Daicon conventions had, up to that point, been organized by university students, including the short film's producers Toshio Okada and Yasuhiro Takeda. They coerced an animated team led by Hideaki Anno to animate the first short for them, despite their inexperience, as they were still just animation students. Nevertheless, they quickly learned how to produce the animations needed from industry professionals, using cheap industrial celluloid to cut costs. The result was a now-iconic animated short film that was shown at the convention's beginning.

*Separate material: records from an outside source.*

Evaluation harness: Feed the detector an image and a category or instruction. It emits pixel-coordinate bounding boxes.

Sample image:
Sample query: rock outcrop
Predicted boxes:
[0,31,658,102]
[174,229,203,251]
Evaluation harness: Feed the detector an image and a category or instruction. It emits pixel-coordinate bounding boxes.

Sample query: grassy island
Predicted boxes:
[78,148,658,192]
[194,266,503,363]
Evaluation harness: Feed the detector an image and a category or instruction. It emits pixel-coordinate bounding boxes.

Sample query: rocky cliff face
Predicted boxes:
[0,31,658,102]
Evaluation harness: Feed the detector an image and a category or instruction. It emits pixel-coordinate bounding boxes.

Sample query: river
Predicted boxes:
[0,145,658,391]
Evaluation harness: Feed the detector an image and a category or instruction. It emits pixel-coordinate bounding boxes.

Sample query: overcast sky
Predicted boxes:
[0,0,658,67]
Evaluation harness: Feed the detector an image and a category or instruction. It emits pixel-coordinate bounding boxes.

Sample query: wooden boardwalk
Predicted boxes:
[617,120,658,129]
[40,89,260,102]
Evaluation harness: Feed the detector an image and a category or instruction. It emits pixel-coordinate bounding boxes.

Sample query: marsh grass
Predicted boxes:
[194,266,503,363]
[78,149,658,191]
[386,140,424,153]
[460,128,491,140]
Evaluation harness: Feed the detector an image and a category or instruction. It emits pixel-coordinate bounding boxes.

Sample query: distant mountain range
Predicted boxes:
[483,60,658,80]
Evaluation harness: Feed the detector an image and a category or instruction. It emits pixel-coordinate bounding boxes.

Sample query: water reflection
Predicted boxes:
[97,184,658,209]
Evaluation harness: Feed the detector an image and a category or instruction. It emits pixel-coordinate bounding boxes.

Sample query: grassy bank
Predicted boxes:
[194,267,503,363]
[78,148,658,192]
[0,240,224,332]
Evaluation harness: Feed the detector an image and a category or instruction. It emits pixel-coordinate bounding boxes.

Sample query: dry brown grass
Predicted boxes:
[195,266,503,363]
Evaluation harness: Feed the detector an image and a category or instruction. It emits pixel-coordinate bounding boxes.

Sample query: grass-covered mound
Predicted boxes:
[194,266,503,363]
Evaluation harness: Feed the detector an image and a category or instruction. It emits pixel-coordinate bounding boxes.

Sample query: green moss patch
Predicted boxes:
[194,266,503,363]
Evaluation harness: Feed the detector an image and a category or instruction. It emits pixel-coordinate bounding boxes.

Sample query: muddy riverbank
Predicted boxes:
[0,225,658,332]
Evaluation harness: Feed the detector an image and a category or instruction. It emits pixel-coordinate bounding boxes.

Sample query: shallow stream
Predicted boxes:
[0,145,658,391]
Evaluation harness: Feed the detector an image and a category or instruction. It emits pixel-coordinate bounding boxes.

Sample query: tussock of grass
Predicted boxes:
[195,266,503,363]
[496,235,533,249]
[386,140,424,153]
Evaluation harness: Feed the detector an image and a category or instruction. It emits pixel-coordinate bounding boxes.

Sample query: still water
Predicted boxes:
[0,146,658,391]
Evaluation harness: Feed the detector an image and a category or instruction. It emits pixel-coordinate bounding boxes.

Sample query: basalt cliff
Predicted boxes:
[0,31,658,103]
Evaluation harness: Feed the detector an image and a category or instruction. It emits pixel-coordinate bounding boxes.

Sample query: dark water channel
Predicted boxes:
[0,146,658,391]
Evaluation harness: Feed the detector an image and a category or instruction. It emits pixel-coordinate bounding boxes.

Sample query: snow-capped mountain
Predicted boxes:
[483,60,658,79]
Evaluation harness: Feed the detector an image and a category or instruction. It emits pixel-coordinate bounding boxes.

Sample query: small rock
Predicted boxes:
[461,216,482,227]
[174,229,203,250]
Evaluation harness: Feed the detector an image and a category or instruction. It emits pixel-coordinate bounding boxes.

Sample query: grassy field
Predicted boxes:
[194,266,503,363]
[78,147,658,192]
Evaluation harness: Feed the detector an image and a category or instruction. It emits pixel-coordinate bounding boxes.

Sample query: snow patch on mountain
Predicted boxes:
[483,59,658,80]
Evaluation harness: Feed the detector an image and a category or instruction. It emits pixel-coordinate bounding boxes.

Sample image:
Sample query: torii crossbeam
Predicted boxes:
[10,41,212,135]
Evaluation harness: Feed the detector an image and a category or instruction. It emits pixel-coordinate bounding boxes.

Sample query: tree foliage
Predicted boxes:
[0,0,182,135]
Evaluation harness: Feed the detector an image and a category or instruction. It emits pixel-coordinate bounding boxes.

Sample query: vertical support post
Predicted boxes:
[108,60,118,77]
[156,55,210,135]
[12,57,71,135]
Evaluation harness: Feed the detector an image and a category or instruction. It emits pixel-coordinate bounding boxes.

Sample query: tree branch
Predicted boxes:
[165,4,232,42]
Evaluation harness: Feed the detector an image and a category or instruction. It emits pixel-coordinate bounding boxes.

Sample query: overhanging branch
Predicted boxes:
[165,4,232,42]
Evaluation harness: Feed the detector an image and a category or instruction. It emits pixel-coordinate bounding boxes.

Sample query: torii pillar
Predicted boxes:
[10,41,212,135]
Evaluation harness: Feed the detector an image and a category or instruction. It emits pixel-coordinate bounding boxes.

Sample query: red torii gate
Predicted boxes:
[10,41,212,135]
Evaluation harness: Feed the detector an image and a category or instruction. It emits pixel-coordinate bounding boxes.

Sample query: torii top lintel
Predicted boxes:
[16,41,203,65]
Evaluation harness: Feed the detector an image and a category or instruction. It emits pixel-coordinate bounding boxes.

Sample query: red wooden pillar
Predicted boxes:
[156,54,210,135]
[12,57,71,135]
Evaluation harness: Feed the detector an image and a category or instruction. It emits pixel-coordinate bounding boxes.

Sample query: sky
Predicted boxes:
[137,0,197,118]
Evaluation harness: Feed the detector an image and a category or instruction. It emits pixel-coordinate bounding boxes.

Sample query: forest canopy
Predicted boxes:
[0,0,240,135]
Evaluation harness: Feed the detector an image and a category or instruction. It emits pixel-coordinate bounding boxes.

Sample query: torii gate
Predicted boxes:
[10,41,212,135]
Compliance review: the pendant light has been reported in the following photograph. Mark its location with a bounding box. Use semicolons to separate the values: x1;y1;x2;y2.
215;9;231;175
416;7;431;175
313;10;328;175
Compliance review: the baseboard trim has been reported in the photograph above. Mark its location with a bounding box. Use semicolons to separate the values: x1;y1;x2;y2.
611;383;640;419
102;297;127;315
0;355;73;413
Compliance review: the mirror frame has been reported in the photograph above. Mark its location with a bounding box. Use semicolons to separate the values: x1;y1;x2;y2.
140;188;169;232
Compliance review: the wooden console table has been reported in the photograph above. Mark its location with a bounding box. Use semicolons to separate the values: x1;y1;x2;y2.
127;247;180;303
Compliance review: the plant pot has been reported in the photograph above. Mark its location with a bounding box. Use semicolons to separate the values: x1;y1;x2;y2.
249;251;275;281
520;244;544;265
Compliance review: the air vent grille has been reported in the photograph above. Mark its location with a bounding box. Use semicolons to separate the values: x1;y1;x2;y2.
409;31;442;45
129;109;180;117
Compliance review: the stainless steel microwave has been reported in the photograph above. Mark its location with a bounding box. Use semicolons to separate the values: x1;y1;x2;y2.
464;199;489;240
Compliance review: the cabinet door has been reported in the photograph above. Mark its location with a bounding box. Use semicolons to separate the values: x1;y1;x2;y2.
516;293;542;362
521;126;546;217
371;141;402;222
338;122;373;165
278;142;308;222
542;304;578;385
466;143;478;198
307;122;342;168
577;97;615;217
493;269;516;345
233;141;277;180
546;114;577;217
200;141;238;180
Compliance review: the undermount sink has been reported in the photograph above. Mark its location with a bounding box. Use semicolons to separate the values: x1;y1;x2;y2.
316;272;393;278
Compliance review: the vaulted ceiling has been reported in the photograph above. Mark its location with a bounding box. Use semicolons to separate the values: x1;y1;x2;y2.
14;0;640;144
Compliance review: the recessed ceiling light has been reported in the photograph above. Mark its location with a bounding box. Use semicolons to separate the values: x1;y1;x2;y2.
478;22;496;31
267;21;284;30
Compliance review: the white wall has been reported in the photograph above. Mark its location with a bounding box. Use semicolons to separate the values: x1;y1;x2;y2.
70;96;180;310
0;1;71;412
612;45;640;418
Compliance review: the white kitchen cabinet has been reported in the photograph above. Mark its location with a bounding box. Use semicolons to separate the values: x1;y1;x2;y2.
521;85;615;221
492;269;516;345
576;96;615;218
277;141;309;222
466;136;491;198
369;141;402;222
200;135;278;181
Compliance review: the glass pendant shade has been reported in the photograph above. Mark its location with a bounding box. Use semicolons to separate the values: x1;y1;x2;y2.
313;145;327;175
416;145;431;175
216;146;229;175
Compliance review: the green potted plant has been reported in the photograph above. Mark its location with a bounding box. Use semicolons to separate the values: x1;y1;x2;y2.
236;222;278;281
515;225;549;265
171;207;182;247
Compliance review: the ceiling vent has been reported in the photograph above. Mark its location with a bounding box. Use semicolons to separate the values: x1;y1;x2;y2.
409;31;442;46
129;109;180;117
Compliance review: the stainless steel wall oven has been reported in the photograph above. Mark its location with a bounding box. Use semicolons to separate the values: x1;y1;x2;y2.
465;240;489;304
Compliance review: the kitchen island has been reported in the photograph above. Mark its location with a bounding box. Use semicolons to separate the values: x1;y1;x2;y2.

Even though they were supposed to disband after making Daicon III's opening animation, Anno's group didn't want to just throw away the talent that they had acquired. They formed Daicon Film, and quickly went to work producing a new short film to be shown at the next Daicon convention. They also sold videos of the Daicon III Opening Animation to recoup costs, turning the short film essentially into the first OVA.

After the release of the Daicon IV Opening Animation, Hideaki Anno, Yoshiyuki Sadamoto, Hiroyuki Yamaga, Takami Akai, Toshio Okada, Yasuhiro Takeda and Shinji Higuchi would change Daicon Film's name to Gainax, reflecting a Japanese term for 'giant.' Their first work outside of these conventions was Royal Space Force: The Wings of Honnêamise, which is still an acclaimed animated film. They later produced other famous works such as Nadia: The Secret of Blue Water and Otaku no Video, the latter of which explored otaku and anime culture much like Gainax's origin shorts had. In fact, it even used footage from both of the Gainax Daicon Opening Animations, bringing the company full circle.

Not too long after this, Gainax would of course go on to make Neon Genesis Evangelion, changing the anime industry and fandom forever. This wouldn't have been possible, however, without its initial success in making a quirky animated video for a local sci-fi convention. Sadly, the many legal issues surrounding the different elements of the Daicon Opening Animations mean that they will likely never receive an official re-release, but their legacy is still felt to this day.